Monday, December 31, 2007

Keamanan Pakistan


Pakistan Jauh Lebih Berbahaya dari Irak


Pasar saham dunia langsung bergejolak begitu berita pembunuhan atas Benazir Bhutto di Rawalpindi menyebar luas, Kamis (27/12). Pasar khawatir kematian ini akan memicu kekisruhan politik dan bisa mengganggu stabilisasi geopolitik di kawasan. Investor langsung beralih ke aset-aset yang kecil risiko, seperti obligasi dan emas.

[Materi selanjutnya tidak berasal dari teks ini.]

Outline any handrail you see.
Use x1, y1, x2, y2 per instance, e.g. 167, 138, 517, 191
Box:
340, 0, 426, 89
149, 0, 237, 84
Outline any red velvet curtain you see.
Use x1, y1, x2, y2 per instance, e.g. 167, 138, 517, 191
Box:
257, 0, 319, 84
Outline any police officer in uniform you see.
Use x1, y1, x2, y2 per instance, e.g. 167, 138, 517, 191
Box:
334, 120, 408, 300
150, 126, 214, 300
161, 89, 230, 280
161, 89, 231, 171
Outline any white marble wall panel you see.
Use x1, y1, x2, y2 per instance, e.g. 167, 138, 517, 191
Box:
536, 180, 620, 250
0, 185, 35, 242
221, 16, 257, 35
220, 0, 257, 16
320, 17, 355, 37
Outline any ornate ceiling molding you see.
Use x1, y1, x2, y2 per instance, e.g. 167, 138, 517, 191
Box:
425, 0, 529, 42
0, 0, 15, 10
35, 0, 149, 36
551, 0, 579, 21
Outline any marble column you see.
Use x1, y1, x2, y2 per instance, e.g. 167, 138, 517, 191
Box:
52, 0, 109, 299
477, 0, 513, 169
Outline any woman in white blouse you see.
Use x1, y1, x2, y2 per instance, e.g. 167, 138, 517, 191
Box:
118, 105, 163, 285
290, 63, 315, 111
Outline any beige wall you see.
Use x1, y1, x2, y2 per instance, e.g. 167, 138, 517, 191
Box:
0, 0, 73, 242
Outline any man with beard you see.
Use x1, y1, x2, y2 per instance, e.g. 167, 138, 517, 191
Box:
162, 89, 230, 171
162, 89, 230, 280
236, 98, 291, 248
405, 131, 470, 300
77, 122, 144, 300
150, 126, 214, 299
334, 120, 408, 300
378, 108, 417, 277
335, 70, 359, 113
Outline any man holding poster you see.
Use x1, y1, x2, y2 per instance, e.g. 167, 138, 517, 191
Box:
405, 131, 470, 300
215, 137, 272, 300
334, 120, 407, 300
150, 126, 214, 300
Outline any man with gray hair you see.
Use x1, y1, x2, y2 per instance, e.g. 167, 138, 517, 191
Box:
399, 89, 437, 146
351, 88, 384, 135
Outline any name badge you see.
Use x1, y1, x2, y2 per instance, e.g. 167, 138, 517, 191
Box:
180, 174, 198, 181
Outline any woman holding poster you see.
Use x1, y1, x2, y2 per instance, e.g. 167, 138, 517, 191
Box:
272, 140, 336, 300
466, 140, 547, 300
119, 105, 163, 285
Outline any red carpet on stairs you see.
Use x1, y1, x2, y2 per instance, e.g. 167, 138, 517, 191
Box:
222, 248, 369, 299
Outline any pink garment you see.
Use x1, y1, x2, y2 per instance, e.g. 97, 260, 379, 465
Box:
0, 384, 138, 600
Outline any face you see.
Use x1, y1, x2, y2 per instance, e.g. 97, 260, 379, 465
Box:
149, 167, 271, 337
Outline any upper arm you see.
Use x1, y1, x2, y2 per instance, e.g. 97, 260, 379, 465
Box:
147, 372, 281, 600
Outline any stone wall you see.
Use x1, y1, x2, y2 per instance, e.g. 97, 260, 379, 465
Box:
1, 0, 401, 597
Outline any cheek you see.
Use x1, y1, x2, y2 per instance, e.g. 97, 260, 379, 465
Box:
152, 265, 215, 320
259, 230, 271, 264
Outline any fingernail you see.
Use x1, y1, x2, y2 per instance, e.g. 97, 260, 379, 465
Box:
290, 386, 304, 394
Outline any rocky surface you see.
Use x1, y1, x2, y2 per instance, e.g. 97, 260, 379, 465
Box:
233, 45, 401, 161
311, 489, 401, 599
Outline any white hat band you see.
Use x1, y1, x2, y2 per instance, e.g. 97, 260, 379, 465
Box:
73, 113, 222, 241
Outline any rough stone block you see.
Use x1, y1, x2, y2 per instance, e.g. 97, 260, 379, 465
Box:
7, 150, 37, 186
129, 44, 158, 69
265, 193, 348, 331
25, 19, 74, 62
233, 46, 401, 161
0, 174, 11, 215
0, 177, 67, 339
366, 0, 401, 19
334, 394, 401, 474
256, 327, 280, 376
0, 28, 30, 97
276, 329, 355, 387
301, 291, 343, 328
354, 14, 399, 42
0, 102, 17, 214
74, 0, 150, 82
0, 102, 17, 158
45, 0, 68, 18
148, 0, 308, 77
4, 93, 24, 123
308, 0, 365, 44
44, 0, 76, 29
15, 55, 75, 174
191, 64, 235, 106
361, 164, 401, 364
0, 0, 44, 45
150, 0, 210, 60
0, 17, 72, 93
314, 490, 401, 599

Pasar saham dunia bereaksi berlebihan. Hal itu semata karena Pakistan adalah sebuah negara dengan senjata nuklir. Majalah Newsweek edisi 29 Oktober lalu memberi judul di halaman depan, "Negara Paling Berbahaya di Dunia Bukannya Irak, Melainkan Pakistan". Judul ini menyusul serangan bom bunuh diri saat kedatangan Bhutto, setelah delapan tahun di pengasingan, akhir Oktober lalu. Dalam peristiwa itu, 134 orang tewas dan 450 lainnya cedera.

Pakistan adalah sebuah negara yang memiliki senjata nuklir, sementara di sisi lain terus bertahan kelompok-kelompok militan yang sepertinya sulit diatasi oleh Pemerintah Pakistan pimpinan Presiden Pervez Musharraf. Bahkan, Inter-Services Intelligence Agency (ISI), badan intelijen paling berpengaruh di Pakistan, dilaporkan ikut merekrut, melatih, dan mempersenjatai sejumlah kelompok militan. Kelompok-kelompok ini bisa bergerak bebas di seluruh Pakistan tanpa tersentuh hukum.

Pakistan sejak tahun 1972 saat dipimpin Perdana Menteri Zulfikar Ali Bhutto—ayah Benazir Bhutto—sudah mengembangkan senjata nuklir. Langkah ini mengimbangi musuh bebuyutannya, India, yang sejak tahun 1966 sudah mengembangkan senjata nuklir. Pada tahun 1998 Pakistan sukses melakukan enam kali uji peledakan di bawah tanah di Beluchistan, dekat perbatasan dengan Afganistan.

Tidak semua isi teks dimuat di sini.